1. Launch vehicle
The vehicle of choice is the Falcon Heavy rocket, which SpaceX has designed to carry about 30,000 pounds to the vicinity of Mars. The Falcon Heavy’s first demonstration flight is planned for later this year.
NBF – The Mars mission can also use two or more launches of smaller rockets which already exist. Using more smaller rockets would increase cost and complexity
2. Crew life support system
Paragon Space Development Corporation is contracted to build a prototype this year. The system — like the one on the International Space Station — will convert exhaled carbon dioxide into oxygen, recycle water from urine and feces, filter the cabin air, and maintain its temperature and pressure.
But unlike the more automated ISS system, Inspiration’s smaller life support will be run by the crew themselves – making it simpler, quicker and cheaper to build, and less likely to break.
3. Cosmic rays / Radiation
A magnetosphere protects earthlings and even ISS astronauts, but there’s no natural radiation shield for the Mars voyage.
NASA has a Water Walls project. The nuclei in atoms block cosmic rays; and water molecules, made of three small atoms, contain more nuclei per volume than even metal. Water in polyethylene bags could create a 15-inch thick shield.

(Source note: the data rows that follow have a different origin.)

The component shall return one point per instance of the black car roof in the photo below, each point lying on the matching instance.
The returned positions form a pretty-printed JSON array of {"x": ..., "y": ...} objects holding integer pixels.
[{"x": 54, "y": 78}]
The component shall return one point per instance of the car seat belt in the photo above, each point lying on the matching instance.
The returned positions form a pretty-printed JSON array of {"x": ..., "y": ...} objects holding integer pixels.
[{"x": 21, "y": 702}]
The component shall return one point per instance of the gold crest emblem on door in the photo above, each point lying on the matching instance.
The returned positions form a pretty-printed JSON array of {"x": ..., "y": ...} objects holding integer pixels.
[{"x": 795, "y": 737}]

But when NASA tested the system in 2011, they found it was not as efficient in orbit.
Water Walls provides four principal functions of processing cells in four different types plus the common function of radiation shielding:
1. Gray water processing for urine and wash water,
2. Black water processing for solid waste,
3. Air processing for CO2 removal and O2 revitalization,
4. Food growth using green algae, and
5. Provide radiation protection to the crew habitat (all cells).

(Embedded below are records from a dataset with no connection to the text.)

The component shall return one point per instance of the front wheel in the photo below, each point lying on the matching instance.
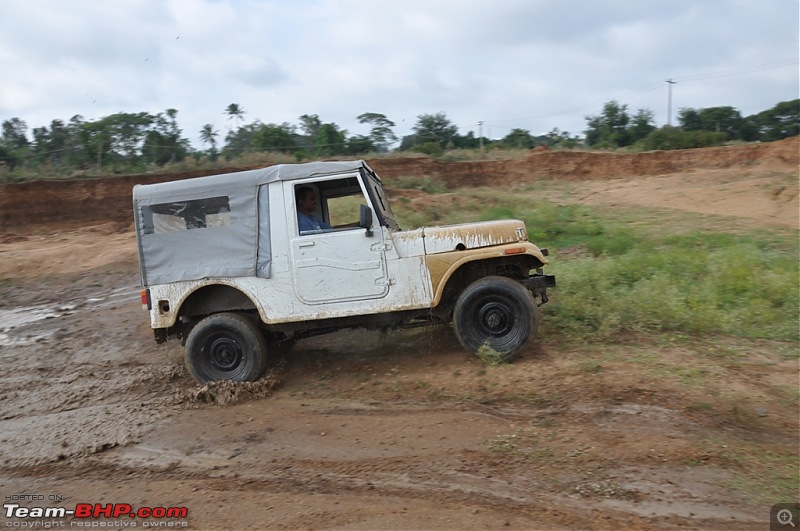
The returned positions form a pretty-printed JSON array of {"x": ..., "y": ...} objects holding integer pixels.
[
  {"x": 226, "y": 346},
  {"x": 497, "y": 312}
]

The spacecraft’s walls can also be lined with dehydrated feces, urine, and food. Like water, the hydrocarbons in excrement and food are rich in nuclei. After the feces is dehydrated by the cabin’s water recycling system, it can be bagged up and fixed to the walls.

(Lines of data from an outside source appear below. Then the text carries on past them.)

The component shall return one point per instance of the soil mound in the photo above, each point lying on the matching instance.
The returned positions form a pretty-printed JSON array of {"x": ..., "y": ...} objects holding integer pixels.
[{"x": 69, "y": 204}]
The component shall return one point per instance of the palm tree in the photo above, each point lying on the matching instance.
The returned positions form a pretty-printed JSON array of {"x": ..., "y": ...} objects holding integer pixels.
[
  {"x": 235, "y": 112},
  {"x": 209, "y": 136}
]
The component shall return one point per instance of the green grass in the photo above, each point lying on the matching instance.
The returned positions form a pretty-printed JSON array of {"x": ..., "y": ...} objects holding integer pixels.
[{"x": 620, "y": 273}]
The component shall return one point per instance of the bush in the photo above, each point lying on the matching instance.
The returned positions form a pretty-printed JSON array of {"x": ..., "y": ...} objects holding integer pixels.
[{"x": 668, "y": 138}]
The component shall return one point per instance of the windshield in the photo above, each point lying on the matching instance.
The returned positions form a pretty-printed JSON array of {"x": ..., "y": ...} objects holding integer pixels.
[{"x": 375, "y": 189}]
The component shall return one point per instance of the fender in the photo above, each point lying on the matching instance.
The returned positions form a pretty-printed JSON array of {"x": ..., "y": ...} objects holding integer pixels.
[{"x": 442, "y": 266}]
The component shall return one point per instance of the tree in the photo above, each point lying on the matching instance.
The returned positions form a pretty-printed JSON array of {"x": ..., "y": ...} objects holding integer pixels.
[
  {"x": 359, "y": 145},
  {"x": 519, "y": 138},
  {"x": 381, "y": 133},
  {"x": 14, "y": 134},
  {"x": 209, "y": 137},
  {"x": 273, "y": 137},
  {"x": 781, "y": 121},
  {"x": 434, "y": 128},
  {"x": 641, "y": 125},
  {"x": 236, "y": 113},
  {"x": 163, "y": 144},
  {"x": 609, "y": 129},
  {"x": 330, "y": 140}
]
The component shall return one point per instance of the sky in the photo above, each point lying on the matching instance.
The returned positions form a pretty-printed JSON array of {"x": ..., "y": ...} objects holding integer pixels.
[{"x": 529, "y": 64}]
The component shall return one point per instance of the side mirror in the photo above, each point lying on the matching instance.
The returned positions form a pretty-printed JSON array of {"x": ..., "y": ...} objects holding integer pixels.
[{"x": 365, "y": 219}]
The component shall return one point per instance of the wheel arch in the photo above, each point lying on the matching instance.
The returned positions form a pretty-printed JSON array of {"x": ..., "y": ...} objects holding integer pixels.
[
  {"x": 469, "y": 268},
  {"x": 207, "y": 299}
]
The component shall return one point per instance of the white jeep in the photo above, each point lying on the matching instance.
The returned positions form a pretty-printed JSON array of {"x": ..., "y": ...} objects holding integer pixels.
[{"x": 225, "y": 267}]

4. Higher speed (about 30,000 mph) earth re-entry than ever before
As a result of its slingshot, the spacecraft will be traveling so fast it’ll need to spend 10 days in orbit just to lose speed. After that, it’ll still be traveling at a record 14 kilometers (about 8 miles) per second when it hits Earth’s atmosphere – a higher velocity than anything manmade has ever had during re-entry. NASA will help design the re-entry path and heat shields to protect Inspiration’s astronauts.
A normal conservative approach for validating a man rated system (after all the mockups and simulations) would be to have several full scale live tests. Full scale high speed tests of earth re-entry would be expensive to perform. It seems to actually perform a full scale test you would need to launch something that would slingshot around the moon and then have more rockets and fuel to increase speed before re-entry.